只听得后面副将大吼一声,“兄弟们撑住!将军会赶过来救我们的!”
话落之后,将士们士气高涨,应尽全力去与敌军拼杀。
半个时辰过去,尽管将士拼杀,然而还是寡不敌众,这边将士已经所剩不到百人,而敌军还有几千,如此耗下去,必定会全军覆没。
副将却见此时敌军的首领拿出一副弓箭,瞄准了黑夜之下那抹轻盈的身影,便大吼道,“参军,小心!”
箫倚岸慌忙地向身后望去,只见一支长箭已经直直地射向自己,一时间慌乱了手脚,身子直直地往下坠......本以为九死一生,只听见箭与剑相碰之声,而自己稳稳地落入了一个大大的怀抱之中,她回头,看见了发丝些许凌乱的莫微,一时间的呆滞,“将......将军。”
只听得他沉沉一句,“回去,军法处置。”话毕之后,她已回到了地面上,平安无事。
而他的身影与众将士淹没在黑漆漆的人海中......偌大的战场,只听见厮杀的刀剑声,只嗅到满天萦绕的血腥味......这嫣红的鲜血将这夜色染得更浓......那浓烈的味道将人逼得有些窒息......
一个时辰后,风新城收复。
箫倚岸随大军回到了军营,便听见莫微下了军令,要将她与白芷进行军法处置,每人杖责五十军棍。
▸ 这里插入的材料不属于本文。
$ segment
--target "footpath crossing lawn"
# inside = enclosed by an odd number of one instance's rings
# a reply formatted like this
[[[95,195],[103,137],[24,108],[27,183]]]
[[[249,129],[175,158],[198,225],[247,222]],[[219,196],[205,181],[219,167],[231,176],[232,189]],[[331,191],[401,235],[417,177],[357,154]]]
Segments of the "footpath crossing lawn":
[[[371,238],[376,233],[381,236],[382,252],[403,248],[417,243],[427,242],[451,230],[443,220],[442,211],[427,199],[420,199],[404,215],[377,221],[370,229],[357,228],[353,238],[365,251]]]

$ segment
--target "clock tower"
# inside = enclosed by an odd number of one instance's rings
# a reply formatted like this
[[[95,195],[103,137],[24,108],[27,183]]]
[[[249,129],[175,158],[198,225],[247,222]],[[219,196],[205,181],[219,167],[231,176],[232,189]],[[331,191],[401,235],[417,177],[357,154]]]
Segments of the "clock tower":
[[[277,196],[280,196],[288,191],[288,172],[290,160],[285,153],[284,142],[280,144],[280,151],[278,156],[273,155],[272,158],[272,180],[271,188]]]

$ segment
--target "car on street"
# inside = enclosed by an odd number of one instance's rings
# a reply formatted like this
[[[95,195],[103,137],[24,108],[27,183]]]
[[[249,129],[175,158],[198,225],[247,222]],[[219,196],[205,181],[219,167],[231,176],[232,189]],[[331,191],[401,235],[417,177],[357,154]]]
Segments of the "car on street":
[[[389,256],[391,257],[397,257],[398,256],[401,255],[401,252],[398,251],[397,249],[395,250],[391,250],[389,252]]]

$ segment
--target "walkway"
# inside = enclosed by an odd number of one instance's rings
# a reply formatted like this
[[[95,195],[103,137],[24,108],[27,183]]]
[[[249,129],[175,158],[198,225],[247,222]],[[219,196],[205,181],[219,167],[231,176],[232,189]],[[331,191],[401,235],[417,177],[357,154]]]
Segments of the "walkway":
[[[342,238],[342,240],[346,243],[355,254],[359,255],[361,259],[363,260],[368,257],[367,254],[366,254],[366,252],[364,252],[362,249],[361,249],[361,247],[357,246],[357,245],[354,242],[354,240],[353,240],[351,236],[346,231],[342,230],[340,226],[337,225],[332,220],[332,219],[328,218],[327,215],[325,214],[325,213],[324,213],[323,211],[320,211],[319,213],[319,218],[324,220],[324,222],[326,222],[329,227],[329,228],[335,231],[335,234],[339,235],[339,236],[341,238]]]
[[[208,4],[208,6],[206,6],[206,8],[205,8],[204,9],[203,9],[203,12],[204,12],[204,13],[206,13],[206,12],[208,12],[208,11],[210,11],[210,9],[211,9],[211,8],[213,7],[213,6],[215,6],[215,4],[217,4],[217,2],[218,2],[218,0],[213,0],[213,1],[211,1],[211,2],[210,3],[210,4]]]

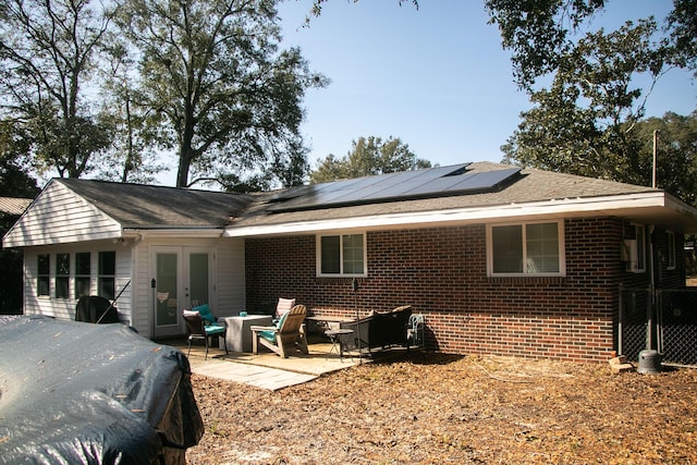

她反抗,为白芷反抗,白芷并非军营中人。无可奈何之下,她替白芷受了那五十军棍。
莫微一脸的严肃,还透着一股杀气。他亲自监法,那一百军棍狠狠地落在她的身后......但是,她没有哭,更没有一丝的喊叫......倒是一旁的白芷泪流不止。
杖责完毕,只见莫微沉沉的嗓音响起,“来人,将本将军营中最好的伤药都送到参军的营帐中。”
他还是不忍心的。但军法是不能罔顾的,他必须打她,然后才动用一切的力量去救治她。
他还亲自将她抱回营帐中,临走前还留下一句轻柔的话,“等上了药,再来看你。”
她苍白的脸怔怔地看着他离去的背影,她只是无奈地一笑,闭眼,痛得昏了过去。
梦中,她见到那刀光剑影的战场,看到他的三尺长剑横扫千军,看见他脸上无比淡然而安详的表情......
醒来,只见白芷守在榻前。
喂她用些清淡的膳食,还连连告诉她,其实将军从昨日开始,每隔一个时辰,将军都来看主子一次,只是主子一直未醒。
话落之际,刚好莫微已站在帐门口了。
白芷对着箫倚岸笑笑,退了下去。
此时的莫微,已褪下一身银甲,换上了一身轻松的青衫,一头黑亮的发丝用桃木钗束着。这副模样在榻上之人认为,丝毫不像统领千军的风云人物,倒像是出谋划策的军师。
他自然地走过来,坐在了榻边,一言不发地看着她。
那眼神透着多少复杂的情愫?是神情,是疼惜,还有丝丝的责备......
她无奈一笑,“将军还在生气?!”
他生生地吐出一句,“下次再犯,便不止百下军棍了。”
二人沉默了一会儿,心思皆不同。
“你,会是一名好将军的。”
“我也只是一名好将军而已。”
他回答得如此无奈,心里堆满了愁苦,苦得让人心碎。
“将军的剑很好看,看在我受伤的份上,不知将军可否愿意借我一赏?!”
莫微的脸依旧平静,只转头命人去拿他的佩剑来。
箫倚岸手抚长剑,嘴角带笑。
莫微在那一刻,心里竟然起了些暖意,这画面如此温馨动人,他多想让此刻停驻永恒不变。
只是观赏一把剑,她也能如此高兴?!莫微甚是好奇。
“幸好......你与你父王不一样,我相信......你会名留青史,不论是一名好将军,还是......一名好男子。”她看着他的剑,如是说道。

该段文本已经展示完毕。